Catherine sentit un nœud enserrer son poignet puis l'autre. Des boucles de chanvre lui entourèrent les chevilles. Sur un ordre d'Amandine, on la bâillonna puis on la porta sur le bout de la table, les jambes liées aux pieds, les reins cassés par le rebord, les bras liés pardessous... Incapable de crier, elle geignait à présent comme un animal blessé, priant de tout son cœur pour que la mort, une mort subite, lui épargnât ce qui allait venir... Mais si elle ne pouvait plus parler, elle pouvait encore entendre et ce qu'elle entendit ce fut, dans le brusque silence qui venait de se faire, le sifflement admiratif du Damoiseau.

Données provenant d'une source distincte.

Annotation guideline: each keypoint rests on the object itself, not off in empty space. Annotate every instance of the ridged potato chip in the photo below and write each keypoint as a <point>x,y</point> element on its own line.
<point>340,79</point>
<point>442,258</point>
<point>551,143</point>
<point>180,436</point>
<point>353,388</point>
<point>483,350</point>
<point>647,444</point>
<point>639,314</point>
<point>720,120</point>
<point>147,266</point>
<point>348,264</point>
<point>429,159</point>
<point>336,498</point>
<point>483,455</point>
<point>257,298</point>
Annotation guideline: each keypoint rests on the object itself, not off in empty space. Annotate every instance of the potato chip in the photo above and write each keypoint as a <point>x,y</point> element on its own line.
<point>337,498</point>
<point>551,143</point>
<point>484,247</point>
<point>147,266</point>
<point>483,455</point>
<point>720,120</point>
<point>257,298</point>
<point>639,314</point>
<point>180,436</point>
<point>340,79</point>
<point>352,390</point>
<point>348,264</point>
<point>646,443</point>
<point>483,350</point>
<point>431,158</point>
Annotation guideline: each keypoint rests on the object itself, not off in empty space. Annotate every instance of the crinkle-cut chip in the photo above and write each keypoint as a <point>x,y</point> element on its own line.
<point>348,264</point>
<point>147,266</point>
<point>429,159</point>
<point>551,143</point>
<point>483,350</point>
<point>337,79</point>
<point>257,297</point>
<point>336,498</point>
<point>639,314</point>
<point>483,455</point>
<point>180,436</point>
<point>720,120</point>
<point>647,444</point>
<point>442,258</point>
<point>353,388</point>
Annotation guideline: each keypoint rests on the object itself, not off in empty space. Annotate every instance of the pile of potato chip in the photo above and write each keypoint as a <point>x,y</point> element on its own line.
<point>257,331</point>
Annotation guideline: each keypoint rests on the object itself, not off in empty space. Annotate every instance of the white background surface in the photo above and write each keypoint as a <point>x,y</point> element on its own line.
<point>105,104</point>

— Par les cornes de son imbécile de mari, la garce est belle ! Ce serait dommage de ne pas en profiter ! Me laissez-vous l'étrenne, camarades

?

Une acclamation unanime lui répondit avec une bordée d'encouragements obscènes. Alors, lentement, le Damoiseau s'approcha de la femme immobile et nue, les jambes maintenues ouvertes par les cordes, exposant la toison dorée qu'avait caressée un prince et la tendre vallée qu'elle abritait... Ses mains gantées de fer s'abattirent sur les épaules douces et d'une poussée si brutale qu'elle arracha une plainte à la victime, il entra en elle...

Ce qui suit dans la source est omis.